Maintaining social conventions, let alone passing legislation, in order to artificially bolster the self-esteem of men by, say, handicapping otherwise perfectly capable, competitive women means you think men are really wimps, babies needing momma and daddy to pretend they’re really all grown up…

Now if we lived in such a society then we might predict a particularly mollycoddled set of men men would come up with, and make most popular on WebMD, a list of, oh, say, eleven fictional “truisms” they believe excuses them of any maturity, responsibility, authority, equality, choice, or authenticity. (Oh wait!)

Actually, as Marcotte puts it

...this entire list is insulting to men.
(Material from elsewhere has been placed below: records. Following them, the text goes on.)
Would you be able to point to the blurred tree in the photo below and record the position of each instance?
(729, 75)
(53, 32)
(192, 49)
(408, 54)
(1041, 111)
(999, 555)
Yes, it insults them in a way that a lot of men embrace, because it lets them off the hook for both house work and emotional work. But it paints men like little babies that immediately start to whine the moment even a minor task is asked of them.

Yeah, weird how anti-feminists who go on and on about “male bashing” feminists never notice how much utter bullshit they routinely bury men in! Sheesh! Thanks but no thanks, guys. I have a feeling real women like real men, not little boys all pretending to be big while wimping out on pretty much all responsibility that doesn’t involve bringing home money and shooting at something (each of which the average woman seem able to do about as well as the average man, or could if law, convention, stereotype, and fragile ego didn’t get in the way.)

[**] Yes, yes, some progressives too, but they’re generally chagrined rather than smug when called on it.